Revision as of 22:54, 7 February 2013

Regular expression in Python

A great introduction can be found here http://docs.python.org/2/howto/regex.html#regex-howto

In a nutshell re tries to match certain pattern within a string

pattern

compile a pattern

import re #import regular expression module
p = re.compile('This is'); #define the pattern you are looking for
p.findall('This is something great. No! This is actually shit!') #look for all occurences
Out[35]: ['This is', 'This is']
# but this quite literal, not really taking advantage of regexp power
# for that we can introduce metacharacters . ^ $ * + ? { } [ ] \ | ( )

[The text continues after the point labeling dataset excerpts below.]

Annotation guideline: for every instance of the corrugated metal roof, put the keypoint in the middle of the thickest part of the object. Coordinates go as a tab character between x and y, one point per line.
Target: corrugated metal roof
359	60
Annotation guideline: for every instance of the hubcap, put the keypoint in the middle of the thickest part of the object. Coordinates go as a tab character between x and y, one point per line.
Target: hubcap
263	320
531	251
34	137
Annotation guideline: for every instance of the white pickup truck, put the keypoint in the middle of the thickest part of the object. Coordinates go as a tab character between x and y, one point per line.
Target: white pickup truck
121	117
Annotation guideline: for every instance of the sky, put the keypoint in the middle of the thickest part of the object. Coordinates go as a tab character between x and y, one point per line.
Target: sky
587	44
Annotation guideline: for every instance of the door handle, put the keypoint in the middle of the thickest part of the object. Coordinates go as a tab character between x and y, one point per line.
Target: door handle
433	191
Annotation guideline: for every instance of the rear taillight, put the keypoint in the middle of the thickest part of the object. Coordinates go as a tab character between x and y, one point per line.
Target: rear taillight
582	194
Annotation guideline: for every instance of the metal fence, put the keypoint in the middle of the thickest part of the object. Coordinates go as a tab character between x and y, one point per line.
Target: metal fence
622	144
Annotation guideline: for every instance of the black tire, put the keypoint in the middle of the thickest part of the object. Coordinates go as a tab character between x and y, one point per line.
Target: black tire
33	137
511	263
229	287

#lets go through them individually
# [] - character class - which a set of characters inside the []
p = re.compile(r'[is]'); 
p.findall('This is something great. No! This is actually shit!')
Out[37]: ['i', 's', 'i', 's', 's', 'i', 'i', 's', 'i', 's', 's', 'i'] #matched all the i and s characters 

#we can also use character class with ranges inside
p = re.compile(r'[a-d]'); # match all the characters in the range from a to d
p.findall('This is something great. No! This is actually shit!') 
Out[40]: ['a', 'a', 'c', 'a']

#or numbers
p = re.compile(r'[0-5]'); 
p.findall('Th1s i5 s6methin9 9reat. N0! Th15 is actua117 5h17!')
Out[41]: ['1', '5', '0', '1', '5', '1', '1', '5', '1']

#or combine it with the not/exclude ^ metacharacter
p = re.compile(r'[^a-z]'); p.findall('This is something great. No! This is actually shit!') #match everything besides lowercase letter from a to z
Out[45]: ['T', ' ', ' ', ' ', '.', ' ', 'N', '!', ' ', 'T', ' ', ' ', ' ', '!']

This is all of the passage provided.